In this study, we analyze study data sharing by disease domain. As part of a larger project focusing on analysis of clinical trials and their common data elements for the HIV and AIDS domain, we further focus on describing the body of all HIV trials (we use the term HIV trials to refer to both HIV and AIDS trials) and compare patterns of data sharing in HIV with other medical domains.
Methods
Determining data sharing on disease level
We used relational database representation of CTG study registration data called Aggregate Analysis of ClincalTrials.gov (AACT) created at Duke University.6 The AACT database is created by parsing XML representation of each study from CTG. We adopt the CTG terminology and use the term study to refer to both an interventional trial and an observational study. We used SQL language to query and extract data from AACT and R language to analyze the data. The study repository at https://github.com/lhncbc/r-snippets-bmi/tree/master/CTG/sharing contains selected analytical code and supplementary result files.
To assign a given trial to a disease, we used CTG’s condition field. Each CTG study must specify a study condition that is defined as: ‘The name(s) of the disease(s) or condition(s) studied in the clinical study, or the focus of the clinical study.’7 For example, the TOPKAT trial (NCT01352247) has ‘Knee Osteoarthritis’ as a single specified study condition. CTG aggregates similar condition entries into higher level groupings based on Medical Subject Headings (MeSH) terminology (CTG field: condition_mesh).8 The majority of trials (40.5%) have a single condition specified per study when all CTG studies are analyzed. A total of 29.9% of trials have two conditions and 29.6% have three or more conditions specified. Our intent was to analyze sharing by MeSH keyword, so studies that specified multiple keywords were included in any analysis for each specified keyword. To avoid bias in our analysis of overall sharing, we removed conditions that were considered outliers which had less than 15 registered studies.
To analyze data sharing intent, we used CTG’s field called plan_to_share_IPD. During study registration, the study record administrator must indicate whether there is a plan to make individual participant data (IPD) collected in the study, including data dictionaries, available to other researchers (typically after the study is completed and a possible data embargo period has expired). The data sharing plan has ‘Yes’, ‘No’ and ‘Undecided’ as possible answers. To avoid bias, we only looked at studies which first registered after December 1, 2015 when this feature was available during first registration, studies that provided an answer in the plan_to_share_IPD field, and studies that had an enrollment greater than zero (we refer to this set of studies as Set_A).

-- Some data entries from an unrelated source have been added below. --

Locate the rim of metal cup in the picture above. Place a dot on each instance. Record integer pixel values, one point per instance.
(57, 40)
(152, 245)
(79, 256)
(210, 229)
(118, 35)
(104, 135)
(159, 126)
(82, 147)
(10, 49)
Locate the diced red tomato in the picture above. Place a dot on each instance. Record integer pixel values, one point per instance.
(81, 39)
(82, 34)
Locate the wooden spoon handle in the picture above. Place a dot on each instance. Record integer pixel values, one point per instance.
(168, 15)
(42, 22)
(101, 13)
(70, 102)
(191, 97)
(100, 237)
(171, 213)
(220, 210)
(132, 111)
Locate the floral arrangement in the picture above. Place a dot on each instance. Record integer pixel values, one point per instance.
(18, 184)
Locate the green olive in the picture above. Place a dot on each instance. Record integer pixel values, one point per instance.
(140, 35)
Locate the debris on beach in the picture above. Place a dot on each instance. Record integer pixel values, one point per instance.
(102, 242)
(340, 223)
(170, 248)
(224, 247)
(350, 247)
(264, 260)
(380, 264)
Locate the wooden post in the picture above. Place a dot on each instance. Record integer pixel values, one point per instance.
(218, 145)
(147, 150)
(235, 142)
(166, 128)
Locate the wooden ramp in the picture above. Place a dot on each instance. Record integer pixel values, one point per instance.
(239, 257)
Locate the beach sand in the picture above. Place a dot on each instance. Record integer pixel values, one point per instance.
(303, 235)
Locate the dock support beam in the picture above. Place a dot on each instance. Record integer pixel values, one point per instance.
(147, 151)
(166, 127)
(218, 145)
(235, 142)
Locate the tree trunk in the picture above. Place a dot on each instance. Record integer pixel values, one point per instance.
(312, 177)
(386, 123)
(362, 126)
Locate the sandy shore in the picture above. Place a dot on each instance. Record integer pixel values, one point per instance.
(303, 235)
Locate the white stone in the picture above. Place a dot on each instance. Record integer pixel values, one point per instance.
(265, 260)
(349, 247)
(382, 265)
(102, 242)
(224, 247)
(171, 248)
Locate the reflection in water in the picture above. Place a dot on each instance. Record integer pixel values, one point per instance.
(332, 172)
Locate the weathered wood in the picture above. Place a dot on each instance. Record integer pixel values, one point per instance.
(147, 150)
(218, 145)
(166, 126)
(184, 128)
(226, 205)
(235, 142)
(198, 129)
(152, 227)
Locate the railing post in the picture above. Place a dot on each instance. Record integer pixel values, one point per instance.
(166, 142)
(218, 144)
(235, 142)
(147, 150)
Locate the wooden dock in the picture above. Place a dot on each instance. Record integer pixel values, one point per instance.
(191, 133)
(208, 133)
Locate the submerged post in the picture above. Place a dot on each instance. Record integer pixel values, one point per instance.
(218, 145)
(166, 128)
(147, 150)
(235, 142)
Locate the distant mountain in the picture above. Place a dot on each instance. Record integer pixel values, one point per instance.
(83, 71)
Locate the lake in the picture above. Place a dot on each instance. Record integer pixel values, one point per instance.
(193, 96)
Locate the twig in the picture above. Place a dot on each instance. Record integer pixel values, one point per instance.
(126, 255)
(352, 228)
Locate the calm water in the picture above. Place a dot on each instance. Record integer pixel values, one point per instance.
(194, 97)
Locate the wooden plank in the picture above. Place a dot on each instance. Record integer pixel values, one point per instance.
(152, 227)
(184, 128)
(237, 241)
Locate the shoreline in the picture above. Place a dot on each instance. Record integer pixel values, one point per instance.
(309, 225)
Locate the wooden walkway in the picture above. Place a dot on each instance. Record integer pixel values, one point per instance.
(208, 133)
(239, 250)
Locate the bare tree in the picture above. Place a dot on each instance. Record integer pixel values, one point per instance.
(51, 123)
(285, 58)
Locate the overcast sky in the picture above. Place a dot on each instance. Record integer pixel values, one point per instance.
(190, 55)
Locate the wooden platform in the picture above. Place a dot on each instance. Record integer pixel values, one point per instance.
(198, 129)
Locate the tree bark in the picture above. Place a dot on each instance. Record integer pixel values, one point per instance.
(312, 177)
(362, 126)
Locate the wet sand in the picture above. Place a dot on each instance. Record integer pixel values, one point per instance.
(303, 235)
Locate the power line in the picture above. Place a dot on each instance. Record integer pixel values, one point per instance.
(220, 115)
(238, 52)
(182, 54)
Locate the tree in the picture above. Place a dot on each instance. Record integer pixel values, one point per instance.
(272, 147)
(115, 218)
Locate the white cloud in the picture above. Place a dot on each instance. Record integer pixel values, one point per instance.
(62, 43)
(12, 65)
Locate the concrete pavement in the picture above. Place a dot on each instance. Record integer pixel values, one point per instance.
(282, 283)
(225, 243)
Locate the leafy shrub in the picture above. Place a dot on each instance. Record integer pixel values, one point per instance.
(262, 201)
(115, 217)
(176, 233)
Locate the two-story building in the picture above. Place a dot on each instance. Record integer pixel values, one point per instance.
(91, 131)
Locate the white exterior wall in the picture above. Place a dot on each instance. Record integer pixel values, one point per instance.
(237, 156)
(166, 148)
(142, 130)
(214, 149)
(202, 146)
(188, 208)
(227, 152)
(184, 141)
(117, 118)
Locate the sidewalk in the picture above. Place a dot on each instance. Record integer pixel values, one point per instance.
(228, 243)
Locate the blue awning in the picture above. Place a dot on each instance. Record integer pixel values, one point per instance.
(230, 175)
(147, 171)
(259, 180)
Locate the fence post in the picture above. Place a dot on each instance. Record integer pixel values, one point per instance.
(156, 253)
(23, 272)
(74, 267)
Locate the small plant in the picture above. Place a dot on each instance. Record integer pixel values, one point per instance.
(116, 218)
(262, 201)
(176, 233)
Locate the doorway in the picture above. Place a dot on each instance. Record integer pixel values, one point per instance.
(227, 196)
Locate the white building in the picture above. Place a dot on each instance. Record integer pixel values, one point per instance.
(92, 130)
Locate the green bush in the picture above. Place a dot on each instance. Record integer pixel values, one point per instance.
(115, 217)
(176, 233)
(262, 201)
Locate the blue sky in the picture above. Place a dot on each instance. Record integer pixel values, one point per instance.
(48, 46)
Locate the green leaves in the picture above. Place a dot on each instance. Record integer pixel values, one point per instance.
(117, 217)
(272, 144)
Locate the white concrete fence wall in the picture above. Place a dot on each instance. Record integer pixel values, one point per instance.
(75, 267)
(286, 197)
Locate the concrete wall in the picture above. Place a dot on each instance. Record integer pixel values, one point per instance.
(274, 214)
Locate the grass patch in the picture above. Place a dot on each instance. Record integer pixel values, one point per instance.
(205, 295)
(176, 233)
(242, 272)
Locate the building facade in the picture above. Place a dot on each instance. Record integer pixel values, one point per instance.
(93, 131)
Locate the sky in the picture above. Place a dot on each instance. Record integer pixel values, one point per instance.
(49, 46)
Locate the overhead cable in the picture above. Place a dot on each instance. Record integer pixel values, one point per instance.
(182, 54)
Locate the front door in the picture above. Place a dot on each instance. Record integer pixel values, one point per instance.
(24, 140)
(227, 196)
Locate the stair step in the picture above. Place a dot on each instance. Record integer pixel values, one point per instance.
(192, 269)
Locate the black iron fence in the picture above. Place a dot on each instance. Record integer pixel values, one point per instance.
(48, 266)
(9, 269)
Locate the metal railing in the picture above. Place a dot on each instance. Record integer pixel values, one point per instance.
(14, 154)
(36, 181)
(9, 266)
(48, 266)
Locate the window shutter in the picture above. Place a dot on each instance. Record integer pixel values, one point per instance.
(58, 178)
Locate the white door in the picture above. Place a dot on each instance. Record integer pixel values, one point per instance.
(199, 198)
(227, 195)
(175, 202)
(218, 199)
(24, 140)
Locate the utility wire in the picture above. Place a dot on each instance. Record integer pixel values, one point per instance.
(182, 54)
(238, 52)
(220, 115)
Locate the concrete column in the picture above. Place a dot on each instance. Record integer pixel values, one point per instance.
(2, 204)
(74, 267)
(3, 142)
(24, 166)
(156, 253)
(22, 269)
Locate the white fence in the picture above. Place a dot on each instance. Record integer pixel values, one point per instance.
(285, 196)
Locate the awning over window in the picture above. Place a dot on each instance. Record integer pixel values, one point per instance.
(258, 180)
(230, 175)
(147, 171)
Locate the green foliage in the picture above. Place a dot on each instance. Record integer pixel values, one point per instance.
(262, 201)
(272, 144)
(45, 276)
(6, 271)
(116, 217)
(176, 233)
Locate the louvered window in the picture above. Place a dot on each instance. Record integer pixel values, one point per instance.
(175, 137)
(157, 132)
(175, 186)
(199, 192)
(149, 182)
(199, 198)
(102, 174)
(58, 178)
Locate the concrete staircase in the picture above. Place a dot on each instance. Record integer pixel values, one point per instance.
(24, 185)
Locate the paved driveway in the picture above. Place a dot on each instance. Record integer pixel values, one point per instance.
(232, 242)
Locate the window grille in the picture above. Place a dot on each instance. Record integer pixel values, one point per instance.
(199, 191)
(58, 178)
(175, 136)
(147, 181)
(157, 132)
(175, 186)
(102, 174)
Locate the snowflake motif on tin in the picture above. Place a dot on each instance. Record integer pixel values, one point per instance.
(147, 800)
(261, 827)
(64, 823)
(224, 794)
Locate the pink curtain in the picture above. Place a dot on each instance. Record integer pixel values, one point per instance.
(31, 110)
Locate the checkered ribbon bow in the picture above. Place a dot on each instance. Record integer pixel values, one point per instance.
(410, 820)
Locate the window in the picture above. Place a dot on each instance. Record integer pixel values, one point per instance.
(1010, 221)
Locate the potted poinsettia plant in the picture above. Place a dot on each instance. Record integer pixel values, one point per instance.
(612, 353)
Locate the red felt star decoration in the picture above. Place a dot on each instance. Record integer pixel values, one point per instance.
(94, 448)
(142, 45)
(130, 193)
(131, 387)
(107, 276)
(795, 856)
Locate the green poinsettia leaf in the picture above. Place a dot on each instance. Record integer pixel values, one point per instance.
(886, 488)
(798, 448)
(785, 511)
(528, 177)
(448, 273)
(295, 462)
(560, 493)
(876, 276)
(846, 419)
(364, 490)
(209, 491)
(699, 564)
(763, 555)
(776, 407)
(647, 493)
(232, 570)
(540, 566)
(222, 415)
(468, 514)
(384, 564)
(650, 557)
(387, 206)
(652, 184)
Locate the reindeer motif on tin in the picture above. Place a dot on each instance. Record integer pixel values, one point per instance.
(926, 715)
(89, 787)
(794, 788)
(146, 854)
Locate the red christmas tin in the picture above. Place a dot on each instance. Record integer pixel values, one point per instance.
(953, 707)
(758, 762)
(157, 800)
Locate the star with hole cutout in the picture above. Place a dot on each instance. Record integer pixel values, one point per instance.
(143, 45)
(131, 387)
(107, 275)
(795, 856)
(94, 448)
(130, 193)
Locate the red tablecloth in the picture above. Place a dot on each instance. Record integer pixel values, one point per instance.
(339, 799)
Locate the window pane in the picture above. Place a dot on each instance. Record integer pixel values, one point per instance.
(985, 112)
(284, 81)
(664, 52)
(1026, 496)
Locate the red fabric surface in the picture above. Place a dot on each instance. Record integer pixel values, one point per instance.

For analysis purposes we viewed ‘Undecided’ as not stating that the study plans to share and so included it as a ‘No’ answer. A related second field in CTG is plan_to_share_IPD_description, which is a free text field where details of the plan are described. If the answer was ‘No’ or ‘Undecided’, the description field can be used to explain why IPD will not be shared or why it has not been decided yet.
Predicting Sharing
To explore what factors influence a decision to share study IPD, we developed a predictive model. The model used logistic regression analysis due to the categorical nature of the outcome variable. The predicted outcome variable was the answer of ‘Yes’ to the plan_to_share_IPD field in CTG. In order to select predictors, we first conducted a descriptive analysis of available CTG study level metadata for studies that answered ‘Yes’. Based on this analysis, we subsequently selected a set of predictors either used in past analyses of CTG data9 or identified in a review by two clinical informatics experts. The prediction model was done in an exploratory mode. A comprehensive model was out of scope.
HIV use case
Because of a larger project that focuses on common data elements in HIV, we analyzed as a case study the HIV body of trials. We did several HIV-specific analyses.
Sharing ratio: First, we created a set of MeSH terms that belong to the HIV/AIDS domain (reviewing only MeSH terms present in CTG) and compared HIV sharing ratios to other diseases.
Manual review of data sharing plan description: Second, we analyzed more closely the other data sharing CTG fields for HIV trials. CTG specifies the plan description should describe what specific individual participant data sets will be shared and how they will be shared. We only did this type of review for HIV studies (due to feasible sample size) and not for all CTG studies in Set_A. An example of a plan description is ‘de-identified participant level data will be available through the clinicalstudydatarequest.com platform upon request’. We manually reviewed plan descriptions (CTG field name: plan_to_share_IPD_description) for the 69 HIV studies that said ‘Yes’ to plan_to_share_IPD with a goal to assess how well the meaning of the IPD sharing fields were being understood by CTG study record administrators and how often a well specified plan is being articulated. Elements of a good plan were clearly specified by ICMJE.2 We also looked at instances and common answers where the fields were possibly misunderstood and recommended elements were not clearly present. This included descriptions such as ‘sharing will be done via publications and conferences’. We classified each data sharing plan description (based on manual review) as either well specified or possibly misunderstood.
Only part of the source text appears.